According to a 2018 study by RBC Global Asset Management Inc., 54 per cent of institutional investors said they use ESG because they consider it part of their fiduciary duty, followed by the beliefs it lowers risk and increases returns (53 per cent) and is a source of alpha (38 per cent).

“It’s not because we’re tree-huggers,” says Gordon Power, owner and chief investment officer at Earth Capital Partners, a private equity firm focused on sustainable investments. “If your business is sustainable, it tends to be worth more.”

However, given the myriad issues falling under the ESG umbrella, the approaches taken by investors can vary considerably. “Everyone has their own religion when it comes to ESG,” says Bernard Sabrier, group chairman of Unigestion and chief executive officer of Unigestion Asia.

Within Unigestion’s asset management business, the practical application of ESG can mean different things, he notes. “[Clients] have different objectives. Some will say, ‘No arms. No tobacco.’ Another will say, ‘No uranium.’ We are asked to give carbon footprints by some, while some are less interested.”

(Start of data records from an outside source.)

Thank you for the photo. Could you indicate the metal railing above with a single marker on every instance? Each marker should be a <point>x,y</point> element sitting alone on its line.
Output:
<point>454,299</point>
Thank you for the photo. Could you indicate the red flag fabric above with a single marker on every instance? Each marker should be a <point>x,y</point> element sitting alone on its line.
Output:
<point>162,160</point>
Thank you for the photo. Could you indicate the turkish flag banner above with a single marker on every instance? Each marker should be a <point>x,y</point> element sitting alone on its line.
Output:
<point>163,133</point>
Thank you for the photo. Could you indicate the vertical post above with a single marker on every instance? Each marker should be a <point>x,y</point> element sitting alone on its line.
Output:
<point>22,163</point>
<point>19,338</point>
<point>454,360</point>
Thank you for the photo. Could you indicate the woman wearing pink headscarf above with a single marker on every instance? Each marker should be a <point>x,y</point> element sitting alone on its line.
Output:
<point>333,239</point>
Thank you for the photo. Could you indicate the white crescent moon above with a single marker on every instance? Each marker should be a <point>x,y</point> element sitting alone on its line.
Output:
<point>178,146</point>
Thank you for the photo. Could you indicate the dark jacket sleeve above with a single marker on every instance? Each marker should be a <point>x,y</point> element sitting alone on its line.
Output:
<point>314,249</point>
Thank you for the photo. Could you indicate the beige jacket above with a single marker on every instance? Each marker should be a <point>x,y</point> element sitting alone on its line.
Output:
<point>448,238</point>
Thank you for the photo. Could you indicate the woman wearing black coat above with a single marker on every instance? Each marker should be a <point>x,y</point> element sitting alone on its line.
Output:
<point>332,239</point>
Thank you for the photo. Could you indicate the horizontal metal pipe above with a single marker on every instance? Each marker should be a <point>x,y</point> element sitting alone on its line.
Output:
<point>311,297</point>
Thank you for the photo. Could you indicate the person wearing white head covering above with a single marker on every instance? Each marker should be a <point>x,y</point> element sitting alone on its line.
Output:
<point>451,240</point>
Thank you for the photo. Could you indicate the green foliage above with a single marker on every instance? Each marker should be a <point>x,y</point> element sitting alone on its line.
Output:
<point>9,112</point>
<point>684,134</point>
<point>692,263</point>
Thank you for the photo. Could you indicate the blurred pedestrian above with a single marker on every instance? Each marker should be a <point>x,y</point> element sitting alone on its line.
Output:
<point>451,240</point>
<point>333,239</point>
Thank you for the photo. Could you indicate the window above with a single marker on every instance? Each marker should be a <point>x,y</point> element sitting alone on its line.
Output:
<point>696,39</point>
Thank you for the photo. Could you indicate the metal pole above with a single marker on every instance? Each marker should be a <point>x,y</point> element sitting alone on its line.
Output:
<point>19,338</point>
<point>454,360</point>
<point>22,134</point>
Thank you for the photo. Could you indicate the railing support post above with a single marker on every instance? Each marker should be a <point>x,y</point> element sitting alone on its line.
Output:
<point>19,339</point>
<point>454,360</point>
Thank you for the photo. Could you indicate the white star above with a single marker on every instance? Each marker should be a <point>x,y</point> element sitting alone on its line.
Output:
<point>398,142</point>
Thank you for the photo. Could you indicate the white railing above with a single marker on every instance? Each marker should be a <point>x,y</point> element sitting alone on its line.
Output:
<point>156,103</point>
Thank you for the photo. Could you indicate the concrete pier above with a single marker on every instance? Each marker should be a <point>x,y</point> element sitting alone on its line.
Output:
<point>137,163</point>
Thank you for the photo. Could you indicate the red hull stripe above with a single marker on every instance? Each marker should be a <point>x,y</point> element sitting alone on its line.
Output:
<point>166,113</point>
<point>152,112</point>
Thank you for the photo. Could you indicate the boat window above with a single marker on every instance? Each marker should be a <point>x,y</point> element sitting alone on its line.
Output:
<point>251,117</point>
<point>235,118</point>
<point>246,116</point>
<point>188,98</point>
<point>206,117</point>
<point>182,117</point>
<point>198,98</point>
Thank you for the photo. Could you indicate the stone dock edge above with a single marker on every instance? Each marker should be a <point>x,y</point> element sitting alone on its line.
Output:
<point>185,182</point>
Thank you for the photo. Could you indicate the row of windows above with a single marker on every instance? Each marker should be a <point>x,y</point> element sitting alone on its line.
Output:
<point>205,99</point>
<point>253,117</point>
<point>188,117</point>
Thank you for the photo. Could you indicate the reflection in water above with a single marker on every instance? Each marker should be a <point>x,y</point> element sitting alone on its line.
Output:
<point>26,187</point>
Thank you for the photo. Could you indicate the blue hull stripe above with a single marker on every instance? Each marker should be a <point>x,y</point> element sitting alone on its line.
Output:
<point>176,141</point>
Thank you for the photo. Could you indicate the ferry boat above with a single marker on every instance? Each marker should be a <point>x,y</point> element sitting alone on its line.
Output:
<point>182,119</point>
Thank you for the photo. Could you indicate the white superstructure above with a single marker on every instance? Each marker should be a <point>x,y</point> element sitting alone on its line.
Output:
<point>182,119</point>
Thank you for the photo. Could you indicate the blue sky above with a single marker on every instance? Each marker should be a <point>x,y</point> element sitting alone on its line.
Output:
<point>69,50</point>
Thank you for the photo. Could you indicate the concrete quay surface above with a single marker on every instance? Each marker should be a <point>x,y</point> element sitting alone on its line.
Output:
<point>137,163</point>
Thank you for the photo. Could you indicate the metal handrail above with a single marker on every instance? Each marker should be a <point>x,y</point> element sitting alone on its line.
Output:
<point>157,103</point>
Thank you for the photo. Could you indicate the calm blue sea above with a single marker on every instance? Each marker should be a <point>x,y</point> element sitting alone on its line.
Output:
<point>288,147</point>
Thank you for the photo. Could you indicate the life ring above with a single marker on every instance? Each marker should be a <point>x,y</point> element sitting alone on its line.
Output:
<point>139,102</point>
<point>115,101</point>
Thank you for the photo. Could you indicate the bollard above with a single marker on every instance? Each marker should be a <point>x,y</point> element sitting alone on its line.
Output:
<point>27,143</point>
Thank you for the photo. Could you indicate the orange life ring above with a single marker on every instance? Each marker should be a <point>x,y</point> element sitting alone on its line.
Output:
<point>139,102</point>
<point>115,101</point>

Read: Most Canadian institutional investors engaging in ESG issues: survey

In numbers

of Canadians think it’s important to invest in companies with strong ESG performance.

of those who engage in socially responsible investing believe it results in lower returns than if they invest in other funds.

of investors are prepared to sacrifice at least some percentage of potential return to support companies whose values and actions align with their own.

Source: Mackenzie Investments survey, April 2019

No matter the issue, ESG begins with whether or not to make an investment and, if so, what that ownership looks like. In terms of divestment, some do it strictly on an ideological basis. But when an investor is a fiduciary, like a pension fund, doing so can be both logically and legally problematic. More often, an investor will divest when an ESG problem is going to, realistically, make an investment too risky.

The opposite side of that spectrum is engagement with investee companies. Investors might simply discuss an issue with a company’s executives, or they may call a shareholder vote to nudge a company in a desired direction. These votes are becoming more popular. A 2018 report by Edelman found 91 per cent of Canadian institutional investors have changed their voting policies to be more attentive to ESG, with 65 per cent doing so in the previous year.

Impact while you work

No matter how they allocate, investors make an impression on the world, says Power, noting they must consider the interconnectivity of diverse ESG issues to see an accurate picture of this impact.

For example, shareholders may vote to replace the toilets in an office building with low-flow options to use less water. However, many people don’t realize the ceramics industry is very carbon-intensive, so making that choice comes with a trade-off, says Power.

Read: Considerations for institutional investors around divestment

It can be difficult to understand the limitless potential trade-offs that accompany any allocation, he says. To standardize this thought process, many investors have started using the United Nations’ goals for sustainable development. Indeed, 65 per cent of asset owners and money managers said their investment strategies are aligned with the U.N. goals, according to a 2019 survey by BNP Paribas Securities Services.

Measuring an investment’s opportunities and risks based on the goals can suss out any trade-offs, says Power. For example, while an investment may rank highly on helping to reduce poverty, it may also rank very low on responsible consumption and production.

Martha Porado is an associate editor at Benefits Canada.